Le curateur vedette, Hans Ulrich Obrist, qui vient de sortir son autobiographie Une vie in progress (édition du Seuil), proposait au Centre Pompidou-Metz une « conférence-marathon » sur le thème des jeux vidéos dans le cadre de l’exposition Worldbuilding, jeux vidéo et art à l’ère digitale dont il est le commissaire. Revue des rituels et œuvres chers au curateur.
Cette « conférence-marathon » était calquée sur d’autres du même modèle, notamment celle organisée à Pékin pour la Saint-Sylvestre en 2008 où Hans Ulrich Obrist réunissait des personnalités du monde de la culture et des professionnels des médias sur l’état post-olympique de la ville et les changements actuels de la société chinoise. Réunissant près d’une cinquantaine d’artistes, intellectuels, scientifiques ou gamers, les questions de narration, de création de mondes, de fiction, de réel, de temps, de poésie, de jeu et de mythologie ont été abordées. C’est donc un objet singulier que cette « conférence-marathon », mais pas le moindre de ceux que le commissaire d’exposition est habitué à mettre en scène hors des sentiers classiques de l’art contemporain.

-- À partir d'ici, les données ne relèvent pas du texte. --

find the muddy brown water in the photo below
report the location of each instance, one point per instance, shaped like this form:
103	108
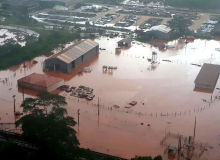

La narration, la possibilité du récit offerte sous forme d’accomplissement et les récits de l’art passionnent Hans Ulrich Obrist qui n’hésite pas, depuis ses débuts, à décadrer le sacré muséal. Il en va de cette toute première exposition organisée par l’artiste dans sa cuisine, suggestion de Christian Boltanski comme il le raconte dans Une vie in progress. En 1991, cette première exposition voit le jour dans son appartement à Saint-Gall. Fischli & Weiss, Christian Boltanski, Richard Wentworth et Frédéric Bruly Bouabré y sont exposés. Les sculpteurs Fischli & Weiss décident d’acheter « cinq bouteilles de ketchup, quelques kilos de nourriture, des très grands paquets destinés aux restaurants, et ils ont mis tout cela dans le placard au-dessus de l’évier » raconte-t-il encore. Preuve que l’art se niche aussi là où on ne l’attend pas et que les objets mis en scène et la conduite du récit s’y attachant peuvent être résolument inattendus.
À l’instar de cette invitation du Centre Pompidou-Metz à se saisir des rapports entre art et jeu vidéo. Hans Ulrich Obrist remarque à ce sujet que ce hobby est devenu « le plus grand phénomène de masse de notre époque. […] Les jeux vidéo sont au 21e siècle ce que les films étaient au vingtième siècle et les romans au 19e siècle ». Un certain nombre d’artistes réfléchissent aux rapports entre jeux vidéo et art dont Dominique Gonzalez-Foerster, Pierre Huyghe ou Philippe Parreno qui matérialisent personnages et statut d’image au travers de la vidéo No Ghost Just A Shell. Pierre Huyghe et Philippe Parreno achètent en 1999 les droits d’un personnage de manga qu’ils baptisent Ann Lee. Cette dernière relate, sous la forme d’une animation en 3D, les circonstances de son « adoption » par les artistes et évoque son statut d’image. Huyghe et Parreno proposent ensuite à de nombreux amis artistes de produire chacun, avec Ann Lee, une forme qui serait un catalyseur pour l’œuvre suivante.
Un autre objet singulier, c’est également ce que propose l’œuvre Terraforming CIR de Transmoderna. Ce collectif travaille à la jonction de la musique électronique et de l’art numérique. Terraforming CIR invite à un voyage vertigineux en réalité virtuelle sur une planète extraterrestre du futur. Des artefacts technologiques suggèrent que des humains ont tenté de la rendre semblable à la Terre. Sur les ruines de ces colonies humaines avortées, des sociétés post-Homo sapiens prospèrent. Transmoderna montre ainsi que la notion de « worldbuilding » dépasse le genre humain. Au travers de ces objets singuliers, Hans Ulrich Obrist propose une plongée singulière dans la construction de mondes particuliers et les récits de l’art.